Drupal is a free and open-source content management framework (CMF) written in PHP and distributed under the GNU General Public License. It is used as a back-end system for at least 2.1% of all websites worldwide ranging from personal blogs to corporate, political, and government sites including whitehouse.gov and data.gov.uk. It is also used for knowledge management and business collaboration.

The standard release of Drupal, known as Drupal core, contains basic features common to content management systems. These include user account registration and maintenance, menu management, RSS feeds, page layout customization, and system administration. The Drupal core installation can be used as a brochureware website, a single- or multi-user blog, an Internet forum, or a community website providing for user-generated content.
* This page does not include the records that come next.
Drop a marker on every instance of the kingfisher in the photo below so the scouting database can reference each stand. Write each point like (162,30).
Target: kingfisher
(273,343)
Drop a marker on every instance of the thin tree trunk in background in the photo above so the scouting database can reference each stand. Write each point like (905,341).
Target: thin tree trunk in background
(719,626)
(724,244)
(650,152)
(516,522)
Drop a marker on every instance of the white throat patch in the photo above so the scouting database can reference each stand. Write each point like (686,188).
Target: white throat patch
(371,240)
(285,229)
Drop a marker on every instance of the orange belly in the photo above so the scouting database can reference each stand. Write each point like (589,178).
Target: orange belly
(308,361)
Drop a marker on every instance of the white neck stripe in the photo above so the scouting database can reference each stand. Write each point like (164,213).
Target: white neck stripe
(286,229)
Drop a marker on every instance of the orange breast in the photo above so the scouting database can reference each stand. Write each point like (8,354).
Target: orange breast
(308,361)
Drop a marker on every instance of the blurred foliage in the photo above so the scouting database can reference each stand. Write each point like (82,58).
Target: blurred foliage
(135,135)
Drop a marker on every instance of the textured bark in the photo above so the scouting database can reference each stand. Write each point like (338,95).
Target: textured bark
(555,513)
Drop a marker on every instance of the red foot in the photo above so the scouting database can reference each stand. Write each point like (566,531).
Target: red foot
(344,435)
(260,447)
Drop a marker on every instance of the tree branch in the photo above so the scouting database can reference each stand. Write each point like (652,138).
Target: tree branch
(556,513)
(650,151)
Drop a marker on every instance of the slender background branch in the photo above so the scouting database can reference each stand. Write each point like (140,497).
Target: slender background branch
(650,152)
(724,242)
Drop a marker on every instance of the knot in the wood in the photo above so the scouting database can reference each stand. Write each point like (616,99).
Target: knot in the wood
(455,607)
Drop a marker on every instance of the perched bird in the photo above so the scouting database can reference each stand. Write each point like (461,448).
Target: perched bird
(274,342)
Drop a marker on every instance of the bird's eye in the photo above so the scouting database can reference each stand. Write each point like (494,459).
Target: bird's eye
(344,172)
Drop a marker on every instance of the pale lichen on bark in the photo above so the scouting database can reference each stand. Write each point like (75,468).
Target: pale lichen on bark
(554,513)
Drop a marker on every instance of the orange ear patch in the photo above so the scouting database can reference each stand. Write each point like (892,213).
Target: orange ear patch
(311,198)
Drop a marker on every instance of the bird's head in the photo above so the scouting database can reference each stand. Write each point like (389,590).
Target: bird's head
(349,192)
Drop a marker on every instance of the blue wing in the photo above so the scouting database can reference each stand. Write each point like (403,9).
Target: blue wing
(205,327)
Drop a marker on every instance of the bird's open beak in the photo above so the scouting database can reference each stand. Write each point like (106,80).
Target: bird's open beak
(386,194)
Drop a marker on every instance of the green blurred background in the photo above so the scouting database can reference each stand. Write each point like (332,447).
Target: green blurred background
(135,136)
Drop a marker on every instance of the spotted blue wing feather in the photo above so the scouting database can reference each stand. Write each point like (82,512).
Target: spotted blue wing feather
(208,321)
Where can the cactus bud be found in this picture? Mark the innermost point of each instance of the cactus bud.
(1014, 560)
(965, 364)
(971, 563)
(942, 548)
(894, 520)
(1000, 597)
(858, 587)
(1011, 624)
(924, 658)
As of January 2013, there are more than 20,100 free community-contributed addons, known as contributed modules, available to alter and extend Drupal's core capabilities and add new features or customize Drupal's behavior and appearance. Because of this plug-in extensibility and modular design, Drupal is described as a content management framework. Drupal is also described as a web application framework, as it meets the generally accepted feature requirements for such frameworks.
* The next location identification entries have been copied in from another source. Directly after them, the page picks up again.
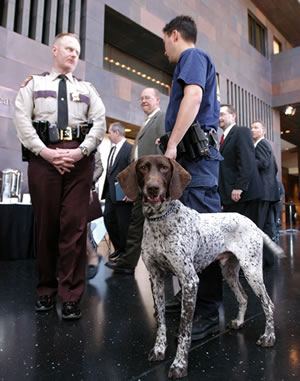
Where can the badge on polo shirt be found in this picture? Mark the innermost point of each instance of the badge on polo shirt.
(27, 80)
(75, 96)
(93, 87)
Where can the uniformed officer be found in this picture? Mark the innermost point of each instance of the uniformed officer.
(60, 171)
(194, 98)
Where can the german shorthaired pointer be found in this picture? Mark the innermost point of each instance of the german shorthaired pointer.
(183, 241)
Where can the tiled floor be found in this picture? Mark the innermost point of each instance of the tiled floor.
(112, 340)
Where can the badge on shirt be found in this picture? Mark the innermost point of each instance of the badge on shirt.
(75, 96)
(93, 87)
(27, 80)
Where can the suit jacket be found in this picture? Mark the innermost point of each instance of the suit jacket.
(154, 129)
(122, 160)
(238, 170)
(268, 169)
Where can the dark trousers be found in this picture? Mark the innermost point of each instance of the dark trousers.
(60, 204)
(135, 235)
(246, 208)
(266, 222)
(117, 219)
(202, 195)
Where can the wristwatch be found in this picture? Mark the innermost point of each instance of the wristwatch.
(84, 150)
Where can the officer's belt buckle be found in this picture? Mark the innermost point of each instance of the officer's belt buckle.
(66, 134)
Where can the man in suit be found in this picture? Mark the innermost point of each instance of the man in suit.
(268, 169)
(152, 128)
(240, 185)
(117, 212)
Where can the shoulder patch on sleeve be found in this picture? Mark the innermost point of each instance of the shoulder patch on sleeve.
(27, 80)
(94, 88)
(44, 74)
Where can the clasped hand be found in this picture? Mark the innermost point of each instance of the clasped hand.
(62, 159)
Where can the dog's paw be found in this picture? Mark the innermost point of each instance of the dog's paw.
(266, 340)
(177, 372)
(235, 324)
(156, 355)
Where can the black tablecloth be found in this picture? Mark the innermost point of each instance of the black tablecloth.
(17, 233)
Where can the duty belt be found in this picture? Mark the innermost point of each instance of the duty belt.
(72, 133)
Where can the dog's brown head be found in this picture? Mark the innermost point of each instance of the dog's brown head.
(156, 176)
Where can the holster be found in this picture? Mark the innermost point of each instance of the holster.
(50, 133)
(41, 127)
(195, 143)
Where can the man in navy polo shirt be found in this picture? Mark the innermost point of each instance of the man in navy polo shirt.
(194, 98)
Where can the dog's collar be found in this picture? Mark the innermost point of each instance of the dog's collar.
(170, 209)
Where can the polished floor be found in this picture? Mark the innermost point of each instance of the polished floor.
(112, 340)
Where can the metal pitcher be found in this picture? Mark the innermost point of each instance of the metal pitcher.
(11, 184)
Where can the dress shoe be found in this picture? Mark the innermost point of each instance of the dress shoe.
(114, 254)
(92, 270)
(173, 304)
(204, 326)
(119, 267)
(45, 303)
(71, 311)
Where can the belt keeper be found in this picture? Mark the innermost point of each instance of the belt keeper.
(65, 134)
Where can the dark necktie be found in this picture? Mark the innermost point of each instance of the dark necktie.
(110, 160)
(62, 103)
(222, 140)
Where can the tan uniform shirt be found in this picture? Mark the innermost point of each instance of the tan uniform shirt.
(37, 100)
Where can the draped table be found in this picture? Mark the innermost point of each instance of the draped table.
(17, 232)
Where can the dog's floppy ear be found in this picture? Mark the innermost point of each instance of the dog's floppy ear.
(180, 179)
(128, 181)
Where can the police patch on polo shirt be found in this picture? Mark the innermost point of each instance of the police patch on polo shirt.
(93, 87)
(27, 80)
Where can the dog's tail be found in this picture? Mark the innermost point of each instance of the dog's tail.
(277, 250)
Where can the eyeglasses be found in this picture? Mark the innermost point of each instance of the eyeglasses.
(146, 98)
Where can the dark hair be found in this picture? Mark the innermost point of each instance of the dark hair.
(230, 108)
(185, 25)
(118, 127)
(260, 122)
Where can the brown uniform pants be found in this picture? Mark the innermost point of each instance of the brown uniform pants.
(60, 204)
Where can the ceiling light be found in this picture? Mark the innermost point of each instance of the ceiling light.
(290, 111)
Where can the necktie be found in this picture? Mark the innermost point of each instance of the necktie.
(110, 160)
(62, 103)
(134, 151)
(222, 140)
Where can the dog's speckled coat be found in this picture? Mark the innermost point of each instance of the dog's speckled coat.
(183, 241)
Although Drupal offers a sophisticated programming interface for developers, no programming skills are required for basic website installation and administration.

Drupal runs on any computing platform that supports both a web server capable of running PHP (including Apache, IIS, Lighttpd, Hiawatha, Cherokee or Nginx) and a database (such as MySQL, MongoDB, MariaDB, PostgreSQL, SQLite, or Microsoft SQL Server) to store content and settings. Drupal 6 requires PHP 4.4.0 or higher, while Drupal 7 requires PHP 5.2.5 or higher.